---

# **Data Collection**

## Objectives

* Fetch data from Kaggle and prepare it for further processes.

## Inputs

*   Kaggle JSON file - the authentication token. 

## Outputs

* Generate Dataset: inputs/datasets/cars_dataset


---

# Import packages

In [21]:
import os

## Change the working directory

In [None]:
current_dir = os.getcwd()
current_dir

In [None]:
os.chdir('d:\\vscode-projects\\vehicle-type-recognition-v1')
print("You set a new current directory")

In [None]:

current_dir = os.getcwd()
current_dir

## Verify if `kaggle.json` Exists

In [None]:
if os.path.exists("kaggle.json"):
    print("kaggle.json found.")
else:
    print("kaggle.json NOT found. Please upload it to the project root.")

# Install Kaggle

In [None]:
# install kaggle package
%pip install kaggle==1.5.12

---

Run the cell below **to change the Kaggle configuration directory to the current working directory and set permissions for the Kaggle authentication JSON**.

In [27]:
os.environ['KAGGLE_CONFIG_DIR'] = os.getcwd()

Get the dataset path from the [Kaggle URL](https://www.kaggle.com/datasets/jutrera/stanford-car-dataset-by-classes-folder). When you are viewing the dataset at Kaggle, check what is after https://www.kaggle.com/ (in some cases kaggle.com/datasets). You should copy that at KaggleDatasetPath.

![Data Set](../images/dataset.png)

Set the Kaggle Dataset and Download it.

In [None]:
KaggleDatasetPath = "jutrera/stanford-car-dataset-by-classes-folder"
DestinationFolder = "inputs/car_dataset"   
! kaggle datasets download -d {KaggleDatasetPath} -p {DestinationFolder}

Unzip the downloaded file.

In [None]:
import zipfile
zip_path = "inputs/car_dataset/stanford-car-dataset-by-classes-folder.zip"
extract_to = "inputs/car_dataset"

with zipfile.ZipFile(zip_path, 'r') as zip_ref:
    zip_ref.extractall(extract_to)

print("Extraction completed.")

Delete the zip file.

In [None]:
zip_path = "inputs/car_dataset/stanford-car-dataset-by-classes-folder.zip"
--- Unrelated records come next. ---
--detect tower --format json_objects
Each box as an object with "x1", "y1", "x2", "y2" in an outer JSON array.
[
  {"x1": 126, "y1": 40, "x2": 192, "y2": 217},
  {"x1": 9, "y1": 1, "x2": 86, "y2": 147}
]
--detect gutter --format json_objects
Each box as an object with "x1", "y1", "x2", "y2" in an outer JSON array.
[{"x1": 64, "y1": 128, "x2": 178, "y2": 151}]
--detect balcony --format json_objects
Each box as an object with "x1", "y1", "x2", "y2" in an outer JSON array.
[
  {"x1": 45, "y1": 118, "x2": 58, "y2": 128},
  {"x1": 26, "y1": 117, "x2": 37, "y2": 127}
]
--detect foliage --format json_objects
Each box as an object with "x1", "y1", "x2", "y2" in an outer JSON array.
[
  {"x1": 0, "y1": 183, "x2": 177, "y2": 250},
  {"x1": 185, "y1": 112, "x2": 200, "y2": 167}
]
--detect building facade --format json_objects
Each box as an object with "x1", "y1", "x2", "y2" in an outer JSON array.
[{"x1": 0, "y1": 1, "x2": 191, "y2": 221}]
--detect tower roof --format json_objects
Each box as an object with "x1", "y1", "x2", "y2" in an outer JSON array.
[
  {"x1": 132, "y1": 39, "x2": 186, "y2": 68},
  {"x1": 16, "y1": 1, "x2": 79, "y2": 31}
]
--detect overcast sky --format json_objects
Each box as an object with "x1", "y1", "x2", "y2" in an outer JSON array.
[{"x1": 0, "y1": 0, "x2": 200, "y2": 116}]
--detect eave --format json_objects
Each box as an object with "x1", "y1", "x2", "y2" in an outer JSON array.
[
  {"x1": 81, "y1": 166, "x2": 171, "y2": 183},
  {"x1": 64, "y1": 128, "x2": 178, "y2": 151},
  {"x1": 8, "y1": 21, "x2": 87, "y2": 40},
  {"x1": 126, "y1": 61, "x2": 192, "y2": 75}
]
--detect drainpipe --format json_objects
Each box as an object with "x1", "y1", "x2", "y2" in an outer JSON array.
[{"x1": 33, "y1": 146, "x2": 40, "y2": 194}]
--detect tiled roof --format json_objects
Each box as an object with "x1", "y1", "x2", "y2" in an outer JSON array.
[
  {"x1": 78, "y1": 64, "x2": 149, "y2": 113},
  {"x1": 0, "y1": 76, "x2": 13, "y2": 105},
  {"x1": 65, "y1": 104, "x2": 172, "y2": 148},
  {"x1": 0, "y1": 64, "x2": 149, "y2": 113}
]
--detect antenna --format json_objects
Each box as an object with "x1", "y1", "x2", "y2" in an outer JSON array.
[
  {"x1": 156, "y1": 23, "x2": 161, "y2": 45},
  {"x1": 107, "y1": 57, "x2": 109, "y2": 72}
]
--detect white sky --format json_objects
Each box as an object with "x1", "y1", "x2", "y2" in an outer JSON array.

if os.path.exists(zip_path):
    os.remove(zip_path)
    print("ZIP file removed successfully.")
else:
    print("ZIP file not found. It may have already been deleted.")

Move all class folders to a new folder "inputs\car_dataset\car_images

In [None]:
import shutil

# Paths
source_train = "inputs/car_dataset/car_data/car_data/train"
source_test = "inputs/car_dataset/car_data/car_data/test"
destination = "inputs/car_dataset/car_images"

# Create destination if it doesn't exist
os.makedirs(destination, exist_ok=True)

# Function to copy all images from a class folder
def copy_images(source_folder, target_folder):
    for img in os.listdir(source_folder):
        src = os.path.join(source_folder, img)
        dst = os.path.join(target_folder, img)
        if os.path.isfile(src):
            shutil.copy(src, dst)

# Function to move or merge class folders
def move_or_merge_classes(src_dir, dst_dir):
    for class_folder in os.listdir(src_dir):
        src_class_path = os.path.join(src_dir, class_folder)
        dst_class_path = os.path.join(dst_dir, class_folder)

        if not os.path.isdir(src_class_path):
            continue

        os.makedirs(dst_class_path, exist_ok=True)
        copy_images(src_class_path, dst_class_path)

# Merge folders from both train and test directories
move_or_merge_classes(source_train, destination)
move_or_merge_classes(source_test, destination)

print("All class folders merged into:", destination)

Move .csv files to a new folder "inputs\cars_dataset\csv

In [None]:
# Define paths
base_dir = "inputs/car_dataset"
csv_dir = os.path.join(base_dir, "csv")

# Create target folder if it doesn't exist
os.makedirs(csv_dir, exist_ok=True)

# CSV files to move
csv_files = ["anno_train.csv", "anno_test.csv", "names.csv"]

# Move each CSV file
for file_name in csv_files:
    src = os.path.join(base_dir, file_name)
    dst = os.path.join(csv_dir, file_name)
    if os.path.exists(src):
        shutil.move(src, dst)


Remove the folder "inputs\cars_dataset\car_data

In [None]:
car_data_path = "inputs/car_dataset/car_data"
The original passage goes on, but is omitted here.